You don’t have to talk about what you don’t want to

June 19, 2014 by Joshua
in Awareness, Tips

This lesson is so simple people don’t believe it. The title says it all.

You don’t have to talk about what you don’t want to.

People challenge it. I guess I should specify the context: casual conversation between people who don’t have authority over each other. At work or in court under oath may be a different story.

How many times have you been in a boring conversation going nowhere or, worse, a conversation that was actively making you look bad? This lesson applies.

Something like this feels too basic to cover, so schools don’t teach it. They learn higher level concepts, but many people don’t learn this simple stuff.

You’re part of the conversation. You can change the subject. You are not swept along by the conversation. You create it.

In fact, if you don’t change the topic and you keep talking about something you don’t want to, you actively contributed to the problem. You didn’t passively let it happen.

If you ever find yourself in a conversation you don’t like, never again feel or act helpless. Personally, I feel I have the responsibility for my role in the conversation.

You don’t even have to say you don’t want to talk about the subject. You can just start talking about something new.

I’ve talked to clients about this, always concerned about the same thing: “But I don’t know how to transition it to the new topic.” You don’t need to transition! You just need the new topic not to be boring and you have to care about the new topic. People have a hard time getting this. You can just start talking about a new topic. For some reason telling people this doesn’t work as well as just showing them.

It reminds me of a vacation I took to Jamaica. Actually, it was the first and only time I went scuba diving, and I loved it. The peaceful serenity of floating and bright colors of the fish and coral. So I definitely took the time to snorkel in Boracay, in the Philippines, where the colors were even more vibrant and the fish more plentiful.
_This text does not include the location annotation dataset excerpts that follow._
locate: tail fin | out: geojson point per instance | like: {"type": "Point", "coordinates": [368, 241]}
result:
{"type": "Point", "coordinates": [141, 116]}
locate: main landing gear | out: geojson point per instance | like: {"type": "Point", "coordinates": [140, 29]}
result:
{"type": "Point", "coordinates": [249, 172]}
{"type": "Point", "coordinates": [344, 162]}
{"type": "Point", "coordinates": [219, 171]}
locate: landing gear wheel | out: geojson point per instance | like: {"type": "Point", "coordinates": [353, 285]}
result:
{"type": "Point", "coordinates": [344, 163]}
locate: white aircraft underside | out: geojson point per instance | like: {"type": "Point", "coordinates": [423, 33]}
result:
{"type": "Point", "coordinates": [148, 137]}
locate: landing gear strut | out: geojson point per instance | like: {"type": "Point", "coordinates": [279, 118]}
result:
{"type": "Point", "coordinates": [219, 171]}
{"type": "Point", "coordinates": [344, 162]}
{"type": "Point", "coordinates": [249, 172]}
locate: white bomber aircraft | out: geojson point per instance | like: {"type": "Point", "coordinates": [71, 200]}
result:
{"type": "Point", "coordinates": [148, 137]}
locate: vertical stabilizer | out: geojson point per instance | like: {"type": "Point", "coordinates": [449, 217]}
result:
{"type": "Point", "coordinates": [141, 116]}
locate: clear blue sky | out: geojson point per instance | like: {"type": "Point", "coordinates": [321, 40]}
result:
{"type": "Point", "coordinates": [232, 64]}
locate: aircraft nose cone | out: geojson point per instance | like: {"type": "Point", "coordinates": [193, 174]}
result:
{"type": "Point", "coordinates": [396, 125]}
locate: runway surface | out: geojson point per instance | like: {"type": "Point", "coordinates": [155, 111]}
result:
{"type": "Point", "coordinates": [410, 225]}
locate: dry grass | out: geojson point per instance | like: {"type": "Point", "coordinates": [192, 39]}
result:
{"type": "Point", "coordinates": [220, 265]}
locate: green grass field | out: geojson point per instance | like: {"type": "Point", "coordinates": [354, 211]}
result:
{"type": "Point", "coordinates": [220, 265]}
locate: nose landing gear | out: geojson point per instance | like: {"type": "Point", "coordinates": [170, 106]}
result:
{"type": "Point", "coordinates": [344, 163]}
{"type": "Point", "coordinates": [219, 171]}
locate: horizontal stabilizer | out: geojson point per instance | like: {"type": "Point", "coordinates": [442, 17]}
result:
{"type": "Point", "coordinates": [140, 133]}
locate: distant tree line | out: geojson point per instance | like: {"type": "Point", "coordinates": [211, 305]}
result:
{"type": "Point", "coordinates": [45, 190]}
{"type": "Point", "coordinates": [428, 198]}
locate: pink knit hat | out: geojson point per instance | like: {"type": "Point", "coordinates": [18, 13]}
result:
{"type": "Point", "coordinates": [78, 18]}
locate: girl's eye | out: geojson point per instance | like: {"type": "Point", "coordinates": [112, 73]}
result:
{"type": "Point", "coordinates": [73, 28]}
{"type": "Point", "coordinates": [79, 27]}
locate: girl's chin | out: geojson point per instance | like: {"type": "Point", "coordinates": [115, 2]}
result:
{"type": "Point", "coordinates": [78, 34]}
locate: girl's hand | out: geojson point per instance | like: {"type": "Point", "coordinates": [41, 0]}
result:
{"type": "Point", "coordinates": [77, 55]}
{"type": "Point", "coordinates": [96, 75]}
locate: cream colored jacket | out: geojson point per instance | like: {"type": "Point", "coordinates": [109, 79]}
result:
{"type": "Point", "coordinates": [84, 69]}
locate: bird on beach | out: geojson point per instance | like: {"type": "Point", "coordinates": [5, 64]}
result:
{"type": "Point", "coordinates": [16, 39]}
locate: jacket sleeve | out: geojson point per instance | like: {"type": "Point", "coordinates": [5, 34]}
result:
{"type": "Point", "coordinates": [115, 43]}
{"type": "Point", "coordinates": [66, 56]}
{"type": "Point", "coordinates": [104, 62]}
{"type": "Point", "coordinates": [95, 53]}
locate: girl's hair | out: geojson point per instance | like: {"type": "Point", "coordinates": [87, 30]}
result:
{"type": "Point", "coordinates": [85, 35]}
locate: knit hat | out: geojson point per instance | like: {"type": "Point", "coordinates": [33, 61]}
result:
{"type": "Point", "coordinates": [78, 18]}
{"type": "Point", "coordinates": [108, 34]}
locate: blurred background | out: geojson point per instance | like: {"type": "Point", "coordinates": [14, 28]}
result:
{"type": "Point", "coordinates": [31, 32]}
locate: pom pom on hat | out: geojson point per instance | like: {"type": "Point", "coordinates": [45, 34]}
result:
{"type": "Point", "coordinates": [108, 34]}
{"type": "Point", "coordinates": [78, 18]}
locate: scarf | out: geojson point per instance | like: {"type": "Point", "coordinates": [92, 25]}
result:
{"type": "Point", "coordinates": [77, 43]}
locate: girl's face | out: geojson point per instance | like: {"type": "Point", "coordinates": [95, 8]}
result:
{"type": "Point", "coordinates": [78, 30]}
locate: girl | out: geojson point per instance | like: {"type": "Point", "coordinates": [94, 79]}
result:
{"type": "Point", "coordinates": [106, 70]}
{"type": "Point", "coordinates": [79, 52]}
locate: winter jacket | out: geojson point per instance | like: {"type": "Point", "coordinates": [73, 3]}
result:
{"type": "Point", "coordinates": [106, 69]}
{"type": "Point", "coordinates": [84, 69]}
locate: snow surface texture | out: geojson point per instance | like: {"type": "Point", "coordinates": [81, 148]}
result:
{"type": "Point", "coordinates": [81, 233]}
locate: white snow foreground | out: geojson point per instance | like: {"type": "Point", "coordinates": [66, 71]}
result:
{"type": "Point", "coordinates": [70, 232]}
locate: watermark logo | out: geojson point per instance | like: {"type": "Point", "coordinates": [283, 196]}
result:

Are you curious where I’m going to go with the scuba diving? I did with you what I do with clients. I change the topic and as soon as I do, assuming the new topic isn’t boring, you want to follow the new topic. Now I’m back to the original one. Simple as that! Sorry if you wanted to know more about the tropical fish. Actually, I’m not because if you want to know more about scuba diving or, better, you want to tell me about your vacations, you demonstrated my point: changing the topic to something interesting doesn’t jolt people, it interests them in the new topic.

If you doubt it, try doing it. If you don’t think it will work in challenging conversations, try it in a friendly conversation with no consequences if it doesn’t work. Just change the topic to something interesting that you care about and see if the person goes along or complains. Once you get it working there, expand to more challenging situations. I’ve found it works the same.

Are you avoiding the other topic?

People ask, aren’t you avoiding the other topic?

You know, life is short. You can’t talk about everything to everyone. If you don’t change the subject, you could just as well ask if you’re avoiding the potential new topic. It’s up to you to decide what you want in your life.

Even if you want to talk about the topic, you can always come back to it. I’m sure I’ve written about the value of pausing. If not, I cover it in some of my seminars. When people feel compelled to stick with a subject, they tend to feel hyperfocused on it. They feel very aware of themselves, but they aren’t. Just the opposite. They tend to be very aware of this one point of contention while shoving everything else outside of their awareness, like “Do I have to talk about this right now,” “Is this the best approach to this topic,” or “Am I destroying this relationship just to win this one point?”

If you want to return to the topic you can, and the pause will give you time to come to it in a way you want to. In the meantime, you don’t have to talk about what you don’t want to.